An independent campaign to draw Congressman Michael Pence into the 2012 presidential race is under way, the Associated Press is reporting this morning, and it is clearly one to watch. An email alerting us to the story was sent by Ralph Benko, a former Reagan aide who is working to draft the Hoosier. It’s too early for any endorsement, but there are a lot of things we like about the Mr. Pence, including a strong foreign policy position honed, among other places, during his years on the Middle East subcommittee of the House Foreign Affairs Committee. He is a Jack Kemp, Ronald Reagan supply-side Republican. But the feature of his emerging platform that most attracts us is the fact that when Mr. Pence talks about what needs to be done to pull us out of our economic predicament the number one item on his list is sound money.

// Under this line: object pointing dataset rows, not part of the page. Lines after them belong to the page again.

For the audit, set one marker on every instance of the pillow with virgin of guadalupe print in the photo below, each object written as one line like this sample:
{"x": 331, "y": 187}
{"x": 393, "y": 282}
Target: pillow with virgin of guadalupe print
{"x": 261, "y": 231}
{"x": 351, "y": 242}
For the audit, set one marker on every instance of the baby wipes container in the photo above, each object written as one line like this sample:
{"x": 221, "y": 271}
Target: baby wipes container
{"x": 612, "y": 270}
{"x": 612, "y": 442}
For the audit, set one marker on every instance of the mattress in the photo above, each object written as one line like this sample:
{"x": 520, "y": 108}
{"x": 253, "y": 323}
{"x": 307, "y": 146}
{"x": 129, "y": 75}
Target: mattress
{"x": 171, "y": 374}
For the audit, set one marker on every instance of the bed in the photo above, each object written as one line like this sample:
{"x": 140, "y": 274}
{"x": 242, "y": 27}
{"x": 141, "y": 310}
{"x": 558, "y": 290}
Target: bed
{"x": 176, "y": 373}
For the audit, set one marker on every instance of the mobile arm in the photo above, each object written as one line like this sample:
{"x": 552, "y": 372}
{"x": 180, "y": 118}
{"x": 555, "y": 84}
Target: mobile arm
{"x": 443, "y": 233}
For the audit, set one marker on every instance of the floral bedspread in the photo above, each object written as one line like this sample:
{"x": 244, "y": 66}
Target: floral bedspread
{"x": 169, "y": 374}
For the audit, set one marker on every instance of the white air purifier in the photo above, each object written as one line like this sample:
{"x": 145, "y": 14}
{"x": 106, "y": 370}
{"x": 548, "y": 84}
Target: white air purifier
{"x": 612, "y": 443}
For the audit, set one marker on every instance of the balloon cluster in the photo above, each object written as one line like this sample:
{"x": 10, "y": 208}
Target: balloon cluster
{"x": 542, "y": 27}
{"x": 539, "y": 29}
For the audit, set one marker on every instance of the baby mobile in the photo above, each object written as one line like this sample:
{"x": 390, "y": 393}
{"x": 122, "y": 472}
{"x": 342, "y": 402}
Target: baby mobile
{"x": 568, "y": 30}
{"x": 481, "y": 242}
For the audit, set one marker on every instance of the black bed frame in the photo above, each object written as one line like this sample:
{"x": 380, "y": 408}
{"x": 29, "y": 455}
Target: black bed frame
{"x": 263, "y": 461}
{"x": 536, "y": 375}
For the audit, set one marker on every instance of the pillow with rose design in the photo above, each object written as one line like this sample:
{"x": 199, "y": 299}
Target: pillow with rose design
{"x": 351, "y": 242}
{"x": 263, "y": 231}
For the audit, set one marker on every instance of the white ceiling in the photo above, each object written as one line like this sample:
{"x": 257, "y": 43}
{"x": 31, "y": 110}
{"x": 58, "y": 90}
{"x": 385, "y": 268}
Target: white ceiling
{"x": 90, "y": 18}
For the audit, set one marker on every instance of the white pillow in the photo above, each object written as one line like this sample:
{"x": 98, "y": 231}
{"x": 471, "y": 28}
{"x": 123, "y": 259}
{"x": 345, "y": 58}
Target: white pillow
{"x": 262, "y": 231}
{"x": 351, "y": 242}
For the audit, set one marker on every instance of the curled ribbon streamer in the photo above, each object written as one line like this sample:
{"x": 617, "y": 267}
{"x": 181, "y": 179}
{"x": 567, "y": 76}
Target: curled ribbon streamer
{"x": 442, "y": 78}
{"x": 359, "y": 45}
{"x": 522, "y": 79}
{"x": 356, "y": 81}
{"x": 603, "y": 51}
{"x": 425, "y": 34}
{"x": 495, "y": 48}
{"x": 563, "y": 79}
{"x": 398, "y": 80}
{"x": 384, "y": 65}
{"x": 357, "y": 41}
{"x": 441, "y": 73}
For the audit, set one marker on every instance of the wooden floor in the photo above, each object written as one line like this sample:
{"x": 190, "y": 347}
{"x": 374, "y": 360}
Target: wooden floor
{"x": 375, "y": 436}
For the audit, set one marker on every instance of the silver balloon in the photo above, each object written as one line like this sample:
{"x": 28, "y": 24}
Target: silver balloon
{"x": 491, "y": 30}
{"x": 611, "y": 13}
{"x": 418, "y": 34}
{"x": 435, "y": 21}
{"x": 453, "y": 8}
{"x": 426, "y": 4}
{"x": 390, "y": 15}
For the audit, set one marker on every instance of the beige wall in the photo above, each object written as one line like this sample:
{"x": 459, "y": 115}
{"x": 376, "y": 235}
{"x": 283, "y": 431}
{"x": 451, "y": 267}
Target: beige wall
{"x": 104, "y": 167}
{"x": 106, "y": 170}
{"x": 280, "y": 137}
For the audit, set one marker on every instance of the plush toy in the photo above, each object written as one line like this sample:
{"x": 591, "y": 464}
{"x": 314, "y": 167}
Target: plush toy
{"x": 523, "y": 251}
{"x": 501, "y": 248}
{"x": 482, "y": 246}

He laid this out in a speech last year at the Detroit Economic Club, where he declared, “Sound monetary policy is the foundation of our prosperity. A strong dollar means a strong America.” He quoted Lawrence Kudlow as saying, “The Fed can print money, but it can’t print jobs.” He opposed the Federal Reserve’s campaign of quantitative easing. He said he wasn’t laying blame “solely at the feet of the Federal Reserve.” The problem for the Fed, he said, began in 1977 with Humphrey-Hawkins, which imposed the dual mandate that requires the Fed to look not only at stabilizing prices but at maximizing employment.
The congressman didn’t come right out and declare for a gold standard, though he acknowledged that such is what Jack Kemp, were he alive today, would have urged him to do. But he did swing behind the call by the president of the World Bank, Robert Zoelick, to “re-think the international currency system, including the role of gold” — and, Mr. Pence added, “I agree.” The time has come, he said, “to have a debate over gold and the proper role it should play in our nation’s monetary affairs.”
That puts Mr. Pence in a group of political leaders who are forming an avant-garde for what we believe will be the most important issue in 2012. These figures range from Ron Paul, who is the grand old man of the movement for sound money, to Congressman Paul Ryan of Wisconsin, who asked the famous question that got Chariman Bernanke to confess he didn’t know what to make of the collapse in the gold value of the dollar, to Sarah Palin, who first addressed the collapse of the dollar — it’s now down to little more than a 1,400th of an ounce of gold — in a speech in Hong Kong and has, more recently, made the highest profile challenge to Chairman Bernanke on the Fed’s campaign of quantitative easing.
Our view is that the right place for the debate Mr. Pence speaks of is in the presidential campaign of 2012 . President Obama, who will meet the Chinese communist party boss, Hu Jintao, this week at Washington, is positioning his administration to stand for a weaker dollar and a stronger Chinese communist scrip. But the uncertainty, the faulty price signals, and the difficulties in borrowing that bedevil Americans are not a matter simply of the relative price of the dollar against foreign paper. They can be traced to the fact that our currency has been cut loose from anything of real, permanent value. What an opportunity for the Republicans, and the movement to draft Mike Pence offers yet one more chance that there will be a politician prepared to seize it.